= Throne Day (Morocco) =

Public holiday in Morocco

Throne Day (عيد العرش) is a public holiday in Morocco, punctuated by commemorations of the date of the king's formal accession to the throne. The first celebration was held in 1933 to mark the accession of Mohammed V in 1927. Several nationwide and official events are covered on public television throughout the day.

== History ==
The first celebration was in 1933 in honor of Sultan (later King) Mohammed V, and subsequent commemorations took place each year on 18 November. During the French protectorate period, he reportedly refused to sign off on "Vichy's plan to ghettoize and deport Morocco's quarter of a million Jews to the killing factories of Europe," and, in an act of defiance, insisted on inviting all the rabbis of Morocco to the 1941 throne celebrations.
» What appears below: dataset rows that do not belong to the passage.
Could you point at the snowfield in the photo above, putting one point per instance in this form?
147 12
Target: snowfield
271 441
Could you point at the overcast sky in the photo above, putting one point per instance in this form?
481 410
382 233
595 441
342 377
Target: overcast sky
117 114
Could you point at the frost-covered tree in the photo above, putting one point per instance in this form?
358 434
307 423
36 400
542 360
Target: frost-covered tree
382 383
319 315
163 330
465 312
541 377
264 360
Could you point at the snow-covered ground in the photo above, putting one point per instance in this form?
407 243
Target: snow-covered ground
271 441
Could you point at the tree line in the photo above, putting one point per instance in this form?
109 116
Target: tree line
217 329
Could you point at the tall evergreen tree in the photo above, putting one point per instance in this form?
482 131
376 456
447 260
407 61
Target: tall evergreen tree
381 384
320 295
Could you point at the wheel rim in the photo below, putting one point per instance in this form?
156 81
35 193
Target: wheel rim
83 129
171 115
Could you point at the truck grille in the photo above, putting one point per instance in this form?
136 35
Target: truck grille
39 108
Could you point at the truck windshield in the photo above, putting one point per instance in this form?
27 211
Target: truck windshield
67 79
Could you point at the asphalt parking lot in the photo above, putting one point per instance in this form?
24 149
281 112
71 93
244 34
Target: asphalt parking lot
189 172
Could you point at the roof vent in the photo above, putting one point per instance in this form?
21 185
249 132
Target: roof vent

The celebration date has since been moved to the respective day of the next monarch's official enthronement following their accession, beginning with 3 March under Hassan II. The bay'ah ceremony, in which elected and state officials pledge allegiance to the monarch and which initially took place only at the king's actual coronation, was made annual by Hassan II in 1962. Since Mohammed VI's accession in 1999, the holiday has taken place on 30 July.

== Events ==
Throne Day is customarily marked by an official gathering at the royal palace, which comprises the swearing of allegiance (bay'ah) by officials representing the Ministry of Interior, regions, prefectures and provinces of Morocco to the monarch. This ceremony is covered by official state media. Traditional activities by the king on the day before the anniversary (29 July) include a televised speech to the nation outlining domestic and foreign policies, and the granting of royal pardons.